Professors need to stay within scheduled time for lectures

Hairuo Yi

This past year has been hard for many students in terms of academic changes, financial instability and mental health. In a UT Student Government COVID-19 student impact survey completed in Spring 2020, 44% of almost 500 students surveyed had said at least one of these three factors had impacted them since the start of the pandemic.

For many students, it’s hard enough to focus during lecture times and make it to other classes. While professors may believe that without physical commute times, going over lecture limits is more justifiable. But with so many stressful factors, students don’t need inconsistent class times that are more detrimental to their mental health and education.

Professors must follow University-set time limits for their lectures out of  respect for students’ time and well-being.

According to the UT Catalog, “Monday/Wednesday/Friday classes normally begin on the hour and are dismissed after 50 minutes; Tuesday/Thursday classes normally begin on the hour or half-hour as appropriate and are dismissed after 75 minutes.”

Students are expected to come into lecture ready to respect their professors’ time and follow expectations on their syllabi, but some professors are running longer than allotted by University schedules.

Biology freshman Genevieve Clemons said professors running overtime is very frustrating. In one of her classes, lectures sometimes run over half an hour longer than stated, but her professor was less than responsive when she reached out about her concerns.

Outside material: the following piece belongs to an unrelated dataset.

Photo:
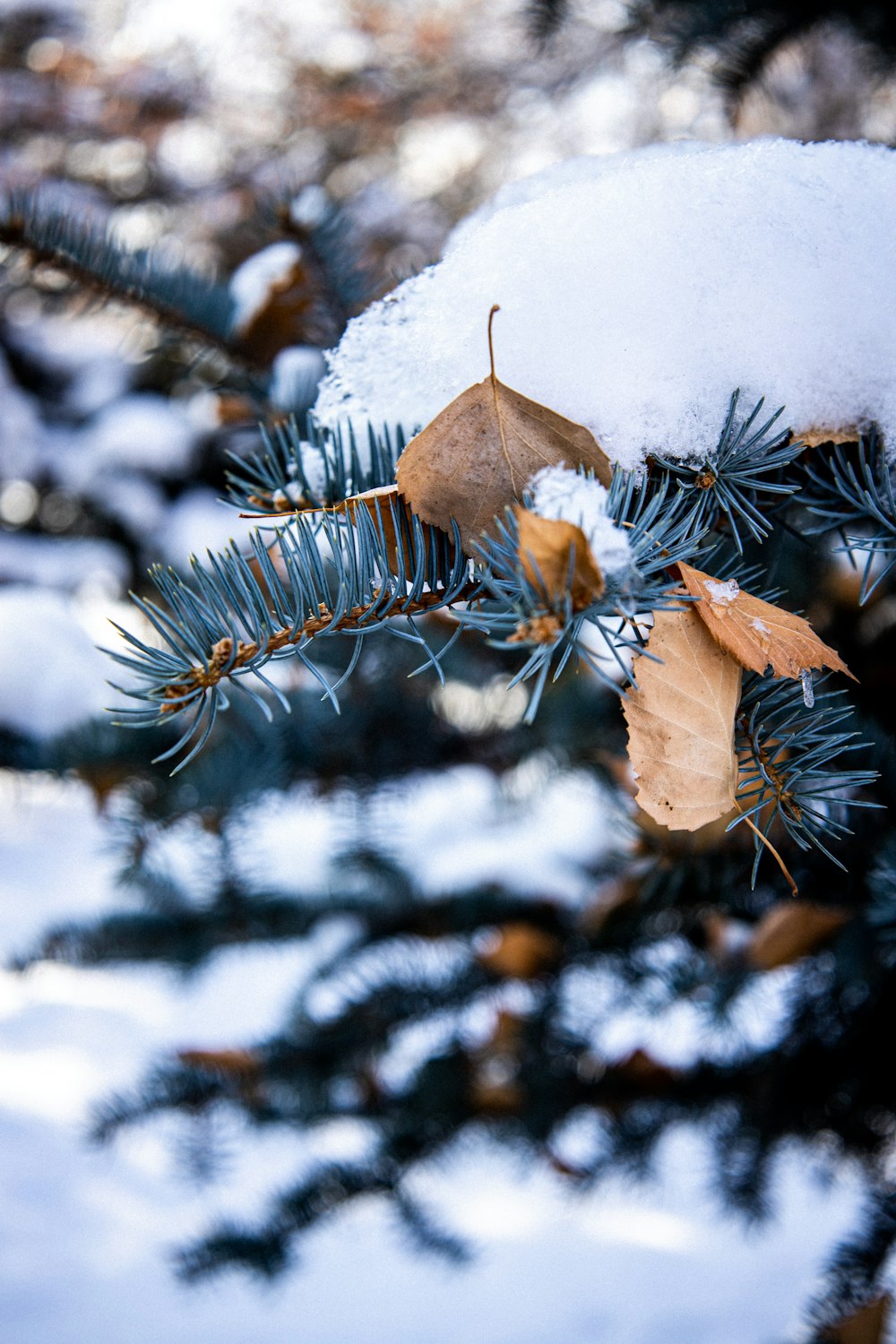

“As a student, I’m told my expectations for the course on the syllabus, I show up on time and I’m respectful of their time when they start their lecture,” Clemons said. “It feels justified that I would ask for a similar respect in the sense that they won’t go over and use my time when I have other classes to go to.”

Additionally, professors who run overtime affect students’ preparation for other classes later on their schedule. 

“It is tough anytime that you’re in a class and supposed to have that 10-minute mental break, especially if you have a class right after,” Clemons said. “It  affects you to show up late for a lecture and usually most of my teachers start right at the starting time with no buffer. ”

Associate chemistry professor Kami Hull said professors going over scheduled lecture times may often be due to the gap in communication that happens between teachers and students during virtual learning.

“It can be hard because there’s so much less interaction (on Zoom),” Hull said. “Usually people would start putting away their notebooks and backpacks near the end, but on Zoom, most students don’t have their cameras on and the same cues to tell time aren’t there.” 

While online classes and communication are new to professors, they are also new to students who have their own schedule and classes to attend. In this online environment, professors need to be respectful of students’ time and well-being more than ever before.

Yi is a psychology freshman from Lubbock, Texas.